The problem with trying to count these facilities is that there’s no clear international definition of a BSL-4 lab. On the borderline are labs that might have the capacity to scale up to BSL-4 in a crisis, or mobile BSL-4 labs that could perform autopsies in an anthrax outbreak. There are also no binding agreements for safety precautions in the highest-security labs, though there are a series of recommendations from the World Health Organization.

The map released Tuesday includes 59 labs, along with preliminary information on their biosecurity protocols.
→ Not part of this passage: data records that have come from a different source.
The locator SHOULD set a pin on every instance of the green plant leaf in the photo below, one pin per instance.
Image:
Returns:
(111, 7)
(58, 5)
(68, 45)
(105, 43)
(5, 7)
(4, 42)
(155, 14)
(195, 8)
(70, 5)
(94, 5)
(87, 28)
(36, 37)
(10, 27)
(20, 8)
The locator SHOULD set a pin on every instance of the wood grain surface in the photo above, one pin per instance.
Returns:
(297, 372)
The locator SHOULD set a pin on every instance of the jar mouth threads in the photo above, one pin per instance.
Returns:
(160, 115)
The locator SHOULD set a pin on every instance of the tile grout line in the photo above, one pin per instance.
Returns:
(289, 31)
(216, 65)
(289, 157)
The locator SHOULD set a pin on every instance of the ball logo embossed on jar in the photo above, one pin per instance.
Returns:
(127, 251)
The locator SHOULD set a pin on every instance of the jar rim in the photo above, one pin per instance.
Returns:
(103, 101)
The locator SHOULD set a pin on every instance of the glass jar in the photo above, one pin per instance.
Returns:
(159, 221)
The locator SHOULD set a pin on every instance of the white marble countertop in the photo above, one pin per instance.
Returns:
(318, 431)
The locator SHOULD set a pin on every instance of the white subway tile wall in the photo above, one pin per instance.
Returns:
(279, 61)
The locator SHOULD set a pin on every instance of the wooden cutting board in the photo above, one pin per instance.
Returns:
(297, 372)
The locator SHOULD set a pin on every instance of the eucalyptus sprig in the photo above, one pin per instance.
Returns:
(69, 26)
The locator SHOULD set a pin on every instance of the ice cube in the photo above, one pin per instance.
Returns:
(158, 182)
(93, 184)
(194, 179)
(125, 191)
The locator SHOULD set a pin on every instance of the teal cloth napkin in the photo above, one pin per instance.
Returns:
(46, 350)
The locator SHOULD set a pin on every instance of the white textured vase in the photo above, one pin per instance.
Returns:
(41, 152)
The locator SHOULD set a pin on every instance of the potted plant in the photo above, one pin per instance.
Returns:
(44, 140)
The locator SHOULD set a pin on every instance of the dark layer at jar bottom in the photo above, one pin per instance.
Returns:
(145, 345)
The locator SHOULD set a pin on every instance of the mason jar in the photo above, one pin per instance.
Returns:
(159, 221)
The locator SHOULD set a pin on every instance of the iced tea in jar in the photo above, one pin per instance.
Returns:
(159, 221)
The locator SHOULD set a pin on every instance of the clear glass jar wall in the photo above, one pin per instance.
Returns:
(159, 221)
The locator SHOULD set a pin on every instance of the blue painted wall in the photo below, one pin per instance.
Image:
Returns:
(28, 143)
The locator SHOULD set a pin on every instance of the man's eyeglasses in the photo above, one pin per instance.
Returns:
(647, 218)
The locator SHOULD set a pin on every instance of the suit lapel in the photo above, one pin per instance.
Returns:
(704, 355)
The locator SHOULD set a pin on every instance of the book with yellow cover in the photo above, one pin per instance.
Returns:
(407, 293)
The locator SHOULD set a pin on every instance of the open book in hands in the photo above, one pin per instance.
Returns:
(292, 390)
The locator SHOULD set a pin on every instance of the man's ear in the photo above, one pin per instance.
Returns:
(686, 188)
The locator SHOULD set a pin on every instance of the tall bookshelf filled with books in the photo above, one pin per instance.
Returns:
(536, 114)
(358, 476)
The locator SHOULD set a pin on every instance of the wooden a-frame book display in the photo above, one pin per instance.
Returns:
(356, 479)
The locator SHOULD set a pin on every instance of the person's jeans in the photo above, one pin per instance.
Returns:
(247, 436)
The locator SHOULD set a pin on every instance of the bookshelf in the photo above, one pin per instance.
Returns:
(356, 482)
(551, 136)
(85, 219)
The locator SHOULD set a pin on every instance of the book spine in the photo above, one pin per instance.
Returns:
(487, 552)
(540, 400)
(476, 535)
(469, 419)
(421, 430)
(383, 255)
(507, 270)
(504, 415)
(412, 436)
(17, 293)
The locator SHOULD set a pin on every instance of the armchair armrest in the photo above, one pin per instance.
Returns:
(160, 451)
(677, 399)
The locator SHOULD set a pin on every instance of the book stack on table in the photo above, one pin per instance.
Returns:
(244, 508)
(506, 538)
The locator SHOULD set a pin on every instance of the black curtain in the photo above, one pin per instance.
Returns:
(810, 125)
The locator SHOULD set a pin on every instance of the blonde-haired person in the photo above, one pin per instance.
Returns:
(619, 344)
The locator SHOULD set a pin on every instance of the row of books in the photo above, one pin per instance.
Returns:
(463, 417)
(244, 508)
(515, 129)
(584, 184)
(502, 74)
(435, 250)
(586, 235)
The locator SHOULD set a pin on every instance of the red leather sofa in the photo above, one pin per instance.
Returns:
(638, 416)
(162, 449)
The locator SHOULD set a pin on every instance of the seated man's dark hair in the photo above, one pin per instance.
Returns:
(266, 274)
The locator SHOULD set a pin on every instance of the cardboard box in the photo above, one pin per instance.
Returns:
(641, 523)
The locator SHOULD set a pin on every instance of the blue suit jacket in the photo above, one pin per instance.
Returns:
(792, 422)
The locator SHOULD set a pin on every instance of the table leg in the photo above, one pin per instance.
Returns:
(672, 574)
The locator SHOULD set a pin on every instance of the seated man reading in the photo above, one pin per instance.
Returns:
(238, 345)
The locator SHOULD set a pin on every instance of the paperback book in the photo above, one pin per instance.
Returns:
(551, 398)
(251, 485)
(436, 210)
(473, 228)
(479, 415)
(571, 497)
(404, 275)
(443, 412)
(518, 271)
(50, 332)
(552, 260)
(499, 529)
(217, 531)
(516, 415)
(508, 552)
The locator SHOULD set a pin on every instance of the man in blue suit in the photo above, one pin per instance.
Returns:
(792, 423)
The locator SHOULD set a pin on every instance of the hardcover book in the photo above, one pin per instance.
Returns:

The majority are in Europe, although they’re spread across the European Union, Russia, and various non-EU countries. There are 14 in North America, and 13 in Asia.

Of the 23 countries that have BSL-4 labs, only 17 have national biosafety associations or are members of international partnerships. International bodies, the researchers say, should be providing support for the remaining countries to develop their own legislation and internal oversight in line with global standards. “It’s not enough for a single lab to have its own policies,” says Gregory Koblentz, a coauthor and biodefense researcher at George Mason University.

But that means some organization needs an international mandate to oversee biosafety. On the webinar, Lentzos raised two possibilities: the World Health Organization, or the UN’s Biological Weapons Convention. “I think neither institution, as it is currently configured, is set up to do this kind of work,” she said. “A more natural fit would be with the WHO, but the WHO doesn’t have this kind of mandate. So some kind of restructuring would need to happen.”

That kind of international collaboration could be moving further from reach as American politicians seek to pin blame on China for COVID-19, making it harder to prevent a future lab-related outbreak by increasing tension about the issue.

The other significant challenge that would face such an international body is developing a clear risk assessment of different research types. Lentzos referred to the recent focus on “gain of function research,” in which microbes are altered in a laboratory to study how they might become human pathogens. “From our perspective, gain of function is just one type of potentially high-risk research. Just looking at whether or not a lab is carrying out gain of function research doesn’t tell you so much. … You need to identify high-risk research more generally.”

And that means identifying other, lower-security labs that might also be doing high-risk research. This project, the researchers say, focused on a very narrow category of labs only as a starting point. They’d like to extend the work to cover BSL-4 labs that deal exclusively with animal pathogens, as well as into BSL-3 facilities, which work with slightly less deadly, but extremely dangerous, pathogens like tuberculosis and plague.

“When we talked to colleagues earlier about the study, they would say, okay, you’re mapping the BSL-4 labs. But is that really where your risks are?” explained Lentzos. “We completely agree. BSL-4 labs are the very tip of the iceberg.”